Trudeau’s Liberal Party won 159 seats, representing about 47% of the total number of seats. The Conservative Party, the main right-wing party in the country with Erin O’Toole as leader, won 119 seats, totaling 35.2%. The Quebecois bloc got 33 seats, and the New Democratic Party (NPD) got 25 seats in this election, one more than in the last election. The NPD is a social democratic party, and its main public figure is the son of Indians, Jagmeet Singh, the first legislator to wear a turban in Ontario. The Green Party won only 2 seats. The extreme right-wing and highly xenophobic People’s Party of Canada (PPC), despite not winning any seats in the House of Commons, managed a significant increase in the popular vote, winning 4.94% of the vote and electing and re-electing district candidates in several regions (Read more below).

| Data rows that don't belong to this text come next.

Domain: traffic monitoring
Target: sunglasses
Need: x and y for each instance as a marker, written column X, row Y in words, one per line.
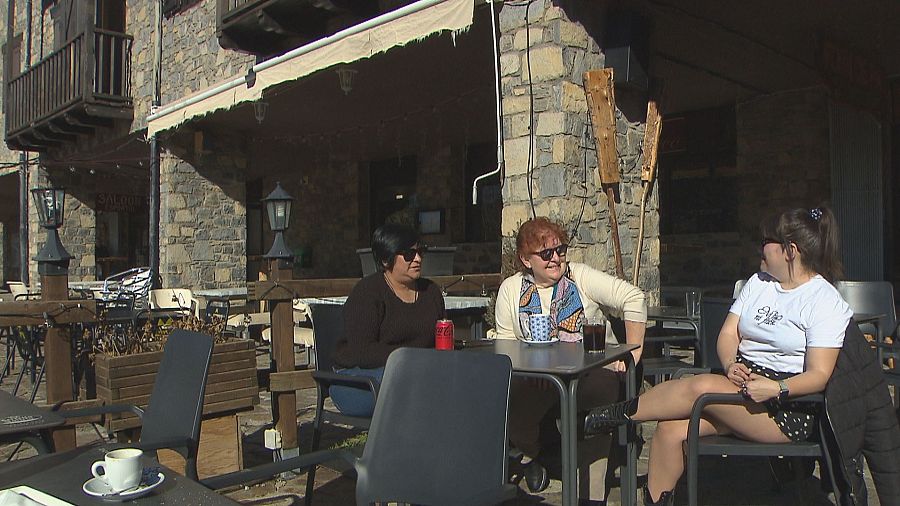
column 410, row 254
column 547, row 254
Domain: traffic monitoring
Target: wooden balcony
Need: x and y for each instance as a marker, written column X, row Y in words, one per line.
column 269, row 27
column 84, row 85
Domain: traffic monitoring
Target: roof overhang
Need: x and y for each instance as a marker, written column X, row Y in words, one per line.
column 396, row 28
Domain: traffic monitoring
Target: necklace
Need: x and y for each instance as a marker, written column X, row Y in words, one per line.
column 415, row 292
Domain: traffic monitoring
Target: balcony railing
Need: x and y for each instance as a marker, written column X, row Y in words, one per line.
column 92, row 68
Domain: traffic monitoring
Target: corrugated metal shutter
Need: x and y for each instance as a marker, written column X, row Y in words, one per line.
column 856, row 190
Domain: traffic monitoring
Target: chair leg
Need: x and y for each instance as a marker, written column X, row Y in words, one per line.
column 314, row 445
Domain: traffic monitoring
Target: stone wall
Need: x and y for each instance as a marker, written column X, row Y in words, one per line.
column 565, row 180
column 192, row 59
column 203, row 218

Trudeau thought that with the anticipation of the elections he could have more support among the population, but the elections had only 60% participation, at a cost of $70 million. In recent months, the Premier had to face another chapter in the mass killings against indigenous people, with the bones of children found in old residential schools, and the issue of the environment, which stirred public opinion after Canada was the scene of a heat wave that caused wildfires, leaving the skies over much of the country grey. In Vancouver, for example, a crowd of people took to the streets in late August in protest calling for priority on the candidates’ agenda on global warming1, a topic of little inclination in their campaigns.

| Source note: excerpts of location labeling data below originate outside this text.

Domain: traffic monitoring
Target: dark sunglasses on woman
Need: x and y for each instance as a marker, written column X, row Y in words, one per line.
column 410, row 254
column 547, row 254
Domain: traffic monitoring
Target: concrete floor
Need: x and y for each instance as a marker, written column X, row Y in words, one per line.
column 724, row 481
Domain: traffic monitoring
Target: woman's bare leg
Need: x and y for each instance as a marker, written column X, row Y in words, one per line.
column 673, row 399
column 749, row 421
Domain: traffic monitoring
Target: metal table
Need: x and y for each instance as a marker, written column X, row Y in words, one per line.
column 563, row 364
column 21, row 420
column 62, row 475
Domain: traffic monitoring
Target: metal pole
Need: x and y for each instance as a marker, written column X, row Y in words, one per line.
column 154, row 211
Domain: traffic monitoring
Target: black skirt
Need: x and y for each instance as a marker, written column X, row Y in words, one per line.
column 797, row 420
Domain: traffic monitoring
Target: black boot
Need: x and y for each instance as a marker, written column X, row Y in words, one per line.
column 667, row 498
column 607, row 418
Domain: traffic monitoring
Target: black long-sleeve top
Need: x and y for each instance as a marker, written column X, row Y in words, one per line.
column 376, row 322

On the economic front, already after the Liberal victory, the president of BMO Financial Group said that “almost all parties have proposed increased fiscal spending and that this minority government will continue with a loose fiscal policy, but will come with increased spending due to improved economy and revenues”2. Although Trudeau had his gamble lost, he won the election, but without fail further eroded his image. Now in a minority and with little “audience,” it is possible that in the remaining 18 months of his government, Trudeau will try to hand over the leadership of the party to another public figure with more consensus outwardly, such as François-Phillippe Champagne, the current Minister of Innovation, Science and Technology, or perhaps, Pablo Rodriguez, the Argentine-Canadian, leader of the government and previously Minister of Heritage and Multiculturalism.

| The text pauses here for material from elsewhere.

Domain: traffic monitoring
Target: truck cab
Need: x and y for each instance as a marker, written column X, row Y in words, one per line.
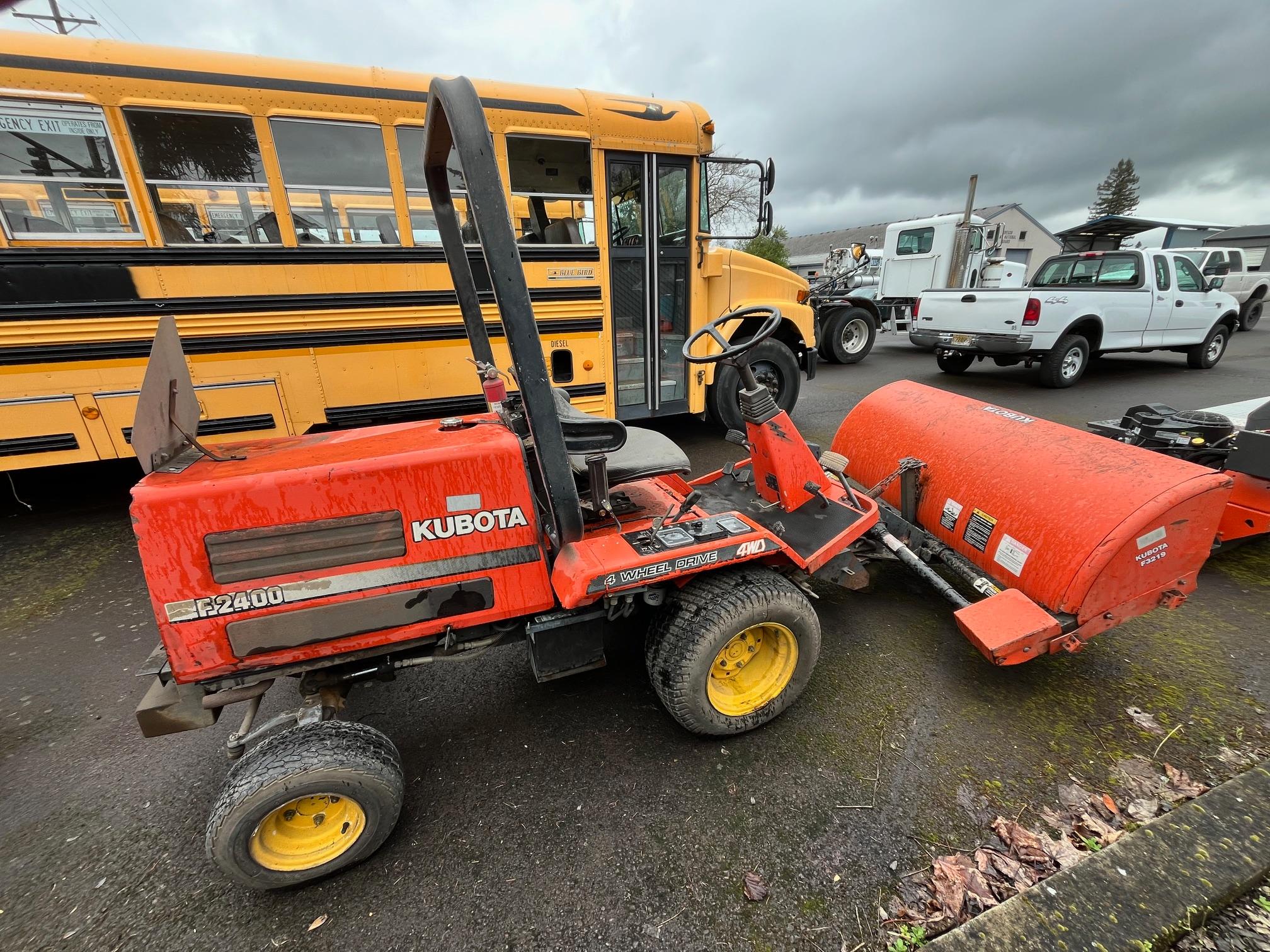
column 1078, row 306
column 1247, row 287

Fighting the extreme right-wing
Finally, it is known that the Liberal Party had a relative advantage in this election due to the rise in popularity of the People’s Party of Canada (PPC), which somehow split the vote from the right, thus weakening the power of attracting voters to the Conservative Party. The PPC phenomenon draws attention by the fact that this Party, led by Maxime Bernier, got almost 5% of the vote in these elections, which is significant for a party that was founded almost recently, in 2018, and that has been gaining a number of supporters due to its proposals for, for example, reduced immigration policies; repeal of the Canadian Multiculturalism Act and Canada’s exit from the Paris Agreement. The PPC has lately led violent anti-vaccine protests in front of hospitals and schools in Quebec, and in addition is opposed to vaccine passports and mandatory vaccinations.
Evidencing the imminently dangerous character of the PPC, exposing also the Conservative Party as a threat to democracy, and of course denouncing the Liberal Party as a big conglomerate of big capitalist interests, seems to be an indispensable task for the Canadian social movements and working class.